Rewrite the thesis in plain language so it can be disproved. Name the 1–3 drivers that had to be true (unit economics, market structure, balance-sheet resilience), the time window, and what evidence would contradict each driver. If you cannot write a clear “this would be wrong if…” sentence, you are not ready to call invalidation.
Pick a small “evidence dashboard” tied to the thesis: what numbers, behaviors, or competitive signals would change intrinsic value or risk. Prefer primary sources (filings, earnings transcripts, product/industry data) over headlines. Set an update cadence (weekly/monthly/quarterly) so you do not react to noise just because it is loud.
Write 3–7 observable invalidation triggers that map to the thesis drivers. Examples: the core constraint tightens, the moat assumption weakens, capital allocation behavior changes, or a key customer/segment trend reverses. Phrase triggers as checkable statements (what you will look at, where, and what would count as “broken”) so the rule survives stress.
A drawdown is not automatically invalidation. Price can be a signal, but only if it connects to new fundamentals or a changed probability distribution. Use this step to ask: did expected cash flows, durability, or risk change—or did sentiment change? If only valuation moved, the decision may be sizing or patience, not thesis failure.

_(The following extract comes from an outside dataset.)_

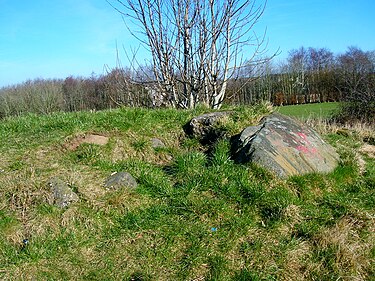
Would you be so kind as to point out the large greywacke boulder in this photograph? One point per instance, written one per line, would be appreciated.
(119, 180)
(62, 194)
(206, 127)
(285, 147)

For each trigger outcome, decide the next action in advance: reaffirm and hold, reduce risk, exit, or rebuild a new thesis. Log the decision and the evidence so you can audit whether you moved goalposts later. This prevents “escalation of commitment” on the way down and panic exits on the way up.

Invalidation is evidence that breaks a thesis driver (the causal reason you expected value to compound) or materially worsens downside risk. Temporary bad news is often a timing change, a sentiment shock, or a short-term miss that does not alter the driver. If the thesis driver still holds and the risk profile is unchanged, the checklist should not force an emotional exit.
Enough to cover the main drivers, but not so many that you can always find one to justify any decision. A good range is 3–7 triggers that are observable and tied to the driver. If you need 20 triggers, the thesis is probably vague; rewrite it into fewer, clearer claims first.
Yes. The best time to define disconfirming evidence is before you have a position and before you are emotionally attached. If you cannot name what would prove you wrong, you cannot size risk responsibly. Treat the rules as educational guardrails for process quality, not as financial advice.
Then treat it as a new decision. Close the old thesis (record what changed and why) and write a new one with new drivers, triggers, and a new risk profile. This stops you from silently “updating the story” while keeping the same position size and the same mental accounting.
Keep triggers checkable and time-bound: what data source you will use, how often you will review, and what would count as broken. Record the original thesis, then compare new evidence to the original claims before you re-interpret anything. If you change a trigger, write the reason and the evidence—otherwise you are just rewriting history.
Write 3–5 disconfirming triggers for your next idea before any capital is committed, then review them on schedule.